My Speech to the Convention on Modern Liberty

Transcript of my speech to the Convention on Modern Liberty, 28 February 2009

“I think almost every question that we have to deal with about the future of Britain revolves around what we mean by Britishness, whether it is asylum or immigration, the future of the constitution, our relationship with Europe or terrorism. Who we are, what we stand for, what we are fighting for, is crucial to any nation’s future in the modern world.”

Those are not my words, they are the words of Gordon Brown, speaking in 2005. But how true are they?

I certainly don’t view almost every political question through the prism of Britishness, I tend to view these questions on many levels, and one of those levels is as an Englishman.
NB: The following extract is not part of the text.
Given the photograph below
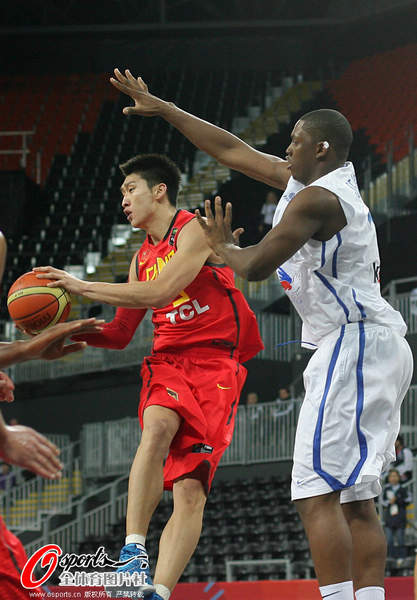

The Scottish Government, led by Alex Salmond, have their own ideas about immigration, the economy, their relationship with Europe and the constitution (which includes civil liberties). In Scotland they have thought about these issues as Scots and as they pertain to Scotland. It is perhaps because of this that Privacy International can praise Scotland for its civil liberties record while condemning the British Government for turning England and Wales into “endemic surveillance societies”. In England we are unlike Scotland because we allow the British state to retain the DNA profiles of innocent children, we have a national database of children and English kids are fingerprinted at school without their parents’ knowledge. This is not the England I want, these things are being done to England by a political class for whom the word England means absolutely nothing.

Gordon Brown continues:

“I want to have this debate…about whether Scotland has a different view of tolerance to England, or whether Scotland has a different view of the stiff upper lip and so on—I want to debate these things in far more detail.”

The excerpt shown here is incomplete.